I’m writing today to encourage participation in the periodic 2013 Rexer Analytics Data Miner Survey before it closes (this time) on April 22, 2013 (if you are reading this post after this date, then worry not: you will likely have a chance for a future survey — the next one is scheduled for early 2015). I partcipated myself, and will explain what the survey is about and why and how I am recommending participation. I provide a link for participating, and some results from the past 2011 survey. This post has the details.
The survey took me about 10 minutes to complete. The survey has mostly closed-ended but some open-ended questions on data mining and analytics. The questions cover what industry you work in, what software you are using, and what machine learning algorithms you apply in your work.
The survey asks for email, and as Karl Rexer explained to me: “we only use that information to send people two things: 1) a free copy of the 40 page Survey Summary Report, and 2) an invitation to participate in next year’s survey. We do not use the email list for any other purpose, and we do not share the list with anyone.“ My main advice on how to participate is to 1) only answer questions you want to share (and could answer, since many of the questions are detailed), and 2) only put your email if you want your responses tied to you. If you have any questions about the data use, please contact Karl Rexer directly (through the Rexer Analytics website), and he can elaborate.
However, why participate? There are only a few surveys of data mining software use, as you can validate by looking for one in a search engine. Even closer, look at kdnuggets.com, which is typically faithful in both promoting surveys and results from them. I have been using a number of data mining software tools with my clients including Microsoft SQL Server Analysis Services, SAS Enterprise Miner, SPSS, and R.
I believe it would be hard to have a truly random sample for data mining since the population of people using data mining software is not well-defined. Some might identify themselves as “data scientists” or other obvious terms, but other people might simply be industry professionals who have strong analytics abilities. I continue to believe that data mining should naturally follow an introduction to statistics education, which all could (in my recommendation, should) happen in high school (or middle school for some). I also anticipate that the line will blur between outright data mining software activity (such as professional software mentioned in this survey) and regular software use, since I expect machine learning to be behind most all software in the coming decade. I sometimes remind people that one of Microsoft’s top selling implementation of machine learning is the Xbox Kinect sensor.

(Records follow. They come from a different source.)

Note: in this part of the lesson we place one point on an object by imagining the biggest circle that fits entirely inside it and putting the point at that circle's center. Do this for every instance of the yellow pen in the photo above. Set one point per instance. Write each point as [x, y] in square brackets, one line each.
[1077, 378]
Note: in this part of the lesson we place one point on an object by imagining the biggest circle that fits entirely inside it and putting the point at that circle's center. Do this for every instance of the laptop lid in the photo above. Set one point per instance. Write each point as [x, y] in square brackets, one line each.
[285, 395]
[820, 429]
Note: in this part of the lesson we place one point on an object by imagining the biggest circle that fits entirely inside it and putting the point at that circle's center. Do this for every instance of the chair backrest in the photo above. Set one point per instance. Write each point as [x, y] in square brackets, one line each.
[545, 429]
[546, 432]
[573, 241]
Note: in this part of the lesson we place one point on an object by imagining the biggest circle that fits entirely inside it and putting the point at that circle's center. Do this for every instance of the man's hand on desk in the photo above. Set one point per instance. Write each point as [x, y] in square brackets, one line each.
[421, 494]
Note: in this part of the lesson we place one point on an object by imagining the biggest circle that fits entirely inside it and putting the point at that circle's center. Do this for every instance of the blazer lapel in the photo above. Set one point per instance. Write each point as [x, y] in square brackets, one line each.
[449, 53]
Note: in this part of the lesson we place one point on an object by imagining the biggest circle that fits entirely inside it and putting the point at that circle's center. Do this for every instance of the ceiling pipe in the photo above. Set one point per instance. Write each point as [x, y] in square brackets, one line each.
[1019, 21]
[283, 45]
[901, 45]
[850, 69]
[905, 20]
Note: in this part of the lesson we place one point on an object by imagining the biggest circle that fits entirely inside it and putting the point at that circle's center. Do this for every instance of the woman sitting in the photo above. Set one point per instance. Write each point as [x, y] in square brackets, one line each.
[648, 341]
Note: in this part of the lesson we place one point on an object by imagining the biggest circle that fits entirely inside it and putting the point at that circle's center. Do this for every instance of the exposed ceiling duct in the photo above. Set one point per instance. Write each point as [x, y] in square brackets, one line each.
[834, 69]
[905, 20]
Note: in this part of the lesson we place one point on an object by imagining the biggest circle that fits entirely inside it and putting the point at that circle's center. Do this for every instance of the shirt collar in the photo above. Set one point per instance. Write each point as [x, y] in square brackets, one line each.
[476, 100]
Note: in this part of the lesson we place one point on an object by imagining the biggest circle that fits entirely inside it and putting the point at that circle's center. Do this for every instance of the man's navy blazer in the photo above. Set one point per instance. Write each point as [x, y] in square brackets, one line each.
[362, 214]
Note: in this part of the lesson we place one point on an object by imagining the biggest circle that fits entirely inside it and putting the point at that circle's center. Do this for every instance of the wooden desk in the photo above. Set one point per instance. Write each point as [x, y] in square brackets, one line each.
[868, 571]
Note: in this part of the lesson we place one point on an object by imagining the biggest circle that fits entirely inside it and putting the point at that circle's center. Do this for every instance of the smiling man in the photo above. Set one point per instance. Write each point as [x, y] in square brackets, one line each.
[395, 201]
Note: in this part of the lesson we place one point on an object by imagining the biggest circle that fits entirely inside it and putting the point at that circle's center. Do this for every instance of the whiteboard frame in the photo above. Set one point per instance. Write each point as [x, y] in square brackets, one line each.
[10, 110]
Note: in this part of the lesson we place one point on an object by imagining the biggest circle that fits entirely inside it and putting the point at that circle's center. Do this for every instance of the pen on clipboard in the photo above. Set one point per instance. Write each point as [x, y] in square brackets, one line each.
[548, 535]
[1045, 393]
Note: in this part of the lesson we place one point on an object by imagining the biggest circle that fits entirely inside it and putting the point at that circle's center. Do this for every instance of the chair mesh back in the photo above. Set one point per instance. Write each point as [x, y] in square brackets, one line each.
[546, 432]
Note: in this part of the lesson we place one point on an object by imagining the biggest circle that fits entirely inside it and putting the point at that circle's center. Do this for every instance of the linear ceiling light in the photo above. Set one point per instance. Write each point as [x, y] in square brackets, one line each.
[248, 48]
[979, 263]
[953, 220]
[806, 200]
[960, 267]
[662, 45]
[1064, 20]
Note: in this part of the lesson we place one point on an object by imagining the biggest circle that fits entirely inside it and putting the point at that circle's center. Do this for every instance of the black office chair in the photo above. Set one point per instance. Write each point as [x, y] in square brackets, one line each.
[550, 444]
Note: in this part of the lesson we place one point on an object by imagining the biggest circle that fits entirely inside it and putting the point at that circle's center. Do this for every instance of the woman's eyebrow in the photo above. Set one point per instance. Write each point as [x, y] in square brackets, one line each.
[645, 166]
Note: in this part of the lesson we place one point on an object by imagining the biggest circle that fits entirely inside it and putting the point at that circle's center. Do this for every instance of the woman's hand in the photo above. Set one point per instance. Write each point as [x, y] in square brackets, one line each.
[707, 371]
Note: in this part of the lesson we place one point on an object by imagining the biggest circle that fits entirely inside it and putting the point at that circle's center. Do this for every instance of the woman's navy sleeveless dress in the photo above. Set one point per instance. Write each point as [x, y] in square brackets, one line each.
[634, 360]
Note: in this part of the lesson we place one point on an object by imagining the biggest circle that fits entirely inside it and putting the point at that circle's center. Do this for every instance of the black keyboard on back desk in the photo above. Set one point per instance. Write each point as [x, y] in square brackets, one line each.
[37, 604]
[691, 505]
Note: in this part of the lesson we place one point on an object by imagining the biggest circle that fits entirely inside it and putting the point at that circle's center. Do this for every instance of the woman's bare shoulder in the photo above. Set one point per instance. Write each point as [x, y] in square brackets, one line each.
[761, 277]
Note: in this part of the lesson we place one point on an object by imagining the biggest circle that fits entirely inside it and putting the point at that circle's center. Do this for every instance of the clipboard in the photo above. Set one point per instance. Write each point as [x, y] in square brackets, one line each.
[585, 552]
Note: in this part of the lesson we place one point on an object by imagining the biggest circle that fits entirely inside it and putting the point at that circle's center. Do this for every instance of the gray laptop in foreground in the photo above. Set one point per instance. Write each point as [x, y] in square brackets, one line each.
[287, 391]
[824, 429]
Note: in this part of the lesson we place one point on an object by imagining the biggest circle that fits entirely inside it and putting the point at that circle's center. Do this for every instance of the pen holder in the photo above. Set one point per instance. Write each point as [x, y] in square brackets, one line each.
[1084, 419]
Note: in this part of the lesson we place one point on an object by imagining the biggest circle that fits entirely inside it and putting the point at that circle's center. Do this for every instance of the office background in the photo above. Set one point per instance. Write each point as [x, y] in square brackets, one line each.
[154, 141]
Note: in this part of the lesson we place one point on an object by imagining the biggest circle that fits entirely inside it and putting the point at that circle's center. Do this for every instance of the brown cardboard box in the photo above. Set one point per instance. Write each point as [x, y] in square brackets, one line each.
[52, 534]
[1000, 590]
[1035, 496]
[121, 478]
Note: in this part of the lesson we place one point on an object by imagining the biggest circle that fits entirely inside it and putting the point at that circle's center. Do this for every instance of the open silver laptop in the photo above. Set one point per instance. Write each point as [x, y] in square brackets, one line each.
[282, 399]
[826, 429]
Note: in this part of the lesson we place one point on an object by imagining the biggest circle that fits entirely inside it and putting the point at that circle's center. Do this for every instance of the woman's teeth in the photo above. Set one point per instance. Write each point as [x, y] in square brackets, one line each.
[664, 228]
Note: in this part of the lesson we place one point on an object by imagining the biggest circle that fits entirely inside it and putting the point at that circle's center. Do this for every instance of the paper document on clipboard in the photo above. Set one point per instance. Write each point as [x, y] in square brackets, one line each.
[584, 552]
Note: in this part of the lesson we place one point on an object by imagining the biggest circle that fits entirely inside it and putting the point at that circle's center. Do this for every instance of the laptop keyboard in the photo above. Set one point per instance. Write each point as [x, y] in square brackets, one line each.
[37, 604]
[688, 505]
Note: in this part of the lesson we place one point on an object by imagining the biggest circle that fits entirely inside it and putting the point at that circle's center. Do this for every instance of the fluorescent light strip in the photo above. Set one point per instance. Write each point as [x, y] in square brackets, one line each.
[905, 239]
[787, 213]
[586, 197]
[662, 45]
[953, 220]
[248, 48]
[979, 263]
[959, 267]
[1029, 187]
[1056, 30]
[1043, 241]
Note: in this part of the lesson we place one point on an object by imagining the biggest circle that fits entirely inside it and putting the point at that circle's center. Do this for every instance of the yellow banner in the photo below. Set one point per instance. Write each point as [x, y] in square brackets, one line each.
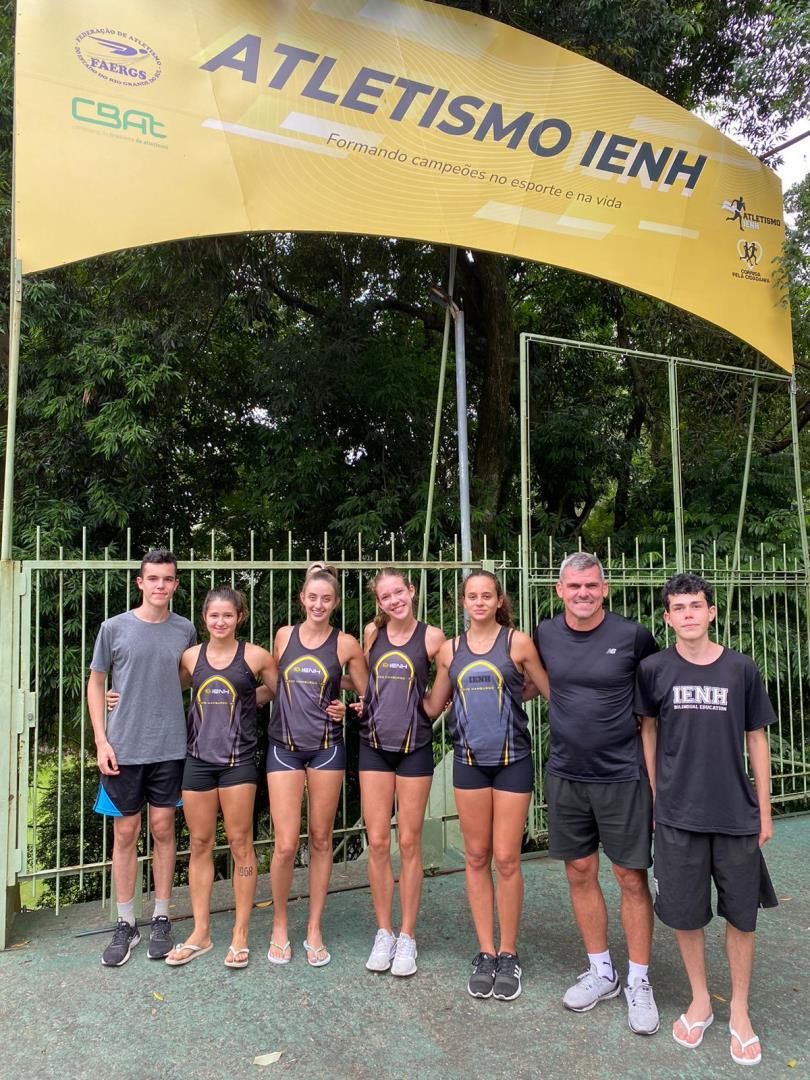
[139, 121]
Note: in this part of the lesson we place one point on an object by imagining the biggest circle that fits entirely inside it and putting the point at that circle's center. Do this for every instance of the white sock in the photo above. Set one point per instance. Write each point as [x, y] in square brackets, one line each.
[636, 973]
[602, 963]
[126, 912]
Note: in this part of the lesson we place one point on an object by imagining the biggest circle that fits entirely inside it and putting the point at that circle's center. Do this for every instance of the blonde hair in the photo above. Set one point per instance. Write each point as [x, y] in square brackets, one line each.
[382, 618]
[323, 571]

I like all of the questions on this survey, but would have additionally asked others. If you are working professionally in analytics, then I believe you would benefit in at least knowing what questions are on this survey (which you could subsequently use as working questions on your own projects). If you have other ideas for new questions, please send them to me on the contact form: as some know from my slide decks and public presentations, I have asked audiences other questions which are not on this survey (especially about enterprise production use). Still, this survey has value in drawing a lot of participation, even if only a convenience sample.
To take the survey, click this link.
Results from the 2011 Survey
HIGHLIGHTS from the 5th Annual Data Miner Survey (2011):
• SURVEY & PARTICIPANTS: 52-item survey of data miners, conducted on-line in 2011. Participants: 1,319 data miners from over 60 countries.
• FIELDS & GOALS: Data miners work in a diverse set of fields. CRM/Marketing has been the #1 field for the past five years. Fittingly, ”improving the understanding of customers”, “retaining customers” and other CRM goals continue to be the goals identified by the most data miners.
• ALGORITHMS: Decision trees, regression, and cluster analysis continue to form a triad of core algorithms for most data miners. However, a wide variety of algorithms are being used. A third of data miners currently use text mining and another third plan to do so in the future.
• TOOLS: R continued its rise this year and is now being used by close to half of all data miners (47%). R users report preferring it for being free, open source, and having a wide variety of algorithms. Many people also cited R’s flexibility and the strength of the user community. STATISTICA is selected as the primary data mining tool by the most respondents (17%). Data miners report using an average of 4 software tools. STATISTICA, KNIME, Rapid Miner and Salford Systems received the strongest satisfaction ratings in 2011.
• ANALYTIC CAPABILITY AND SUCCESS MEASUREMENT: Only 12% of corporate respondents rate their company as having very high analytic sophistication. However, companies with better analytic capabilities are outperforming their peers. Respondents report analyzing analytic success via Return on Investment (ROI) and analyzing the predictive validity or accuracy of their models. Challenges to measuring success include client or user cooperation and data availability/quality.
• SHARED INSIGHTS: In the 2010 Survey data miners shared best practices in overcoming the key challenges data miners face (verbatims: www.RexerAnalytics.com/Overcoming_Challenges.html). In the 2011 Survey data miners shared their best practices for measuring analytic success (verbatims: www.RexerAnalytics.com/DMSurvey2011_MeasuringSuccess.html) and examples of the positive impact that data mining can have to benefit society, health, and the world (verbatims: www.RexerAnalytics.com/DMSurvey2011_PositiveImpact.html). Additionally, 225 R users shared information about how and why they are using R (verbatims: www.RexerAnalytics.com/DMSurvey2011_R-Comments.html).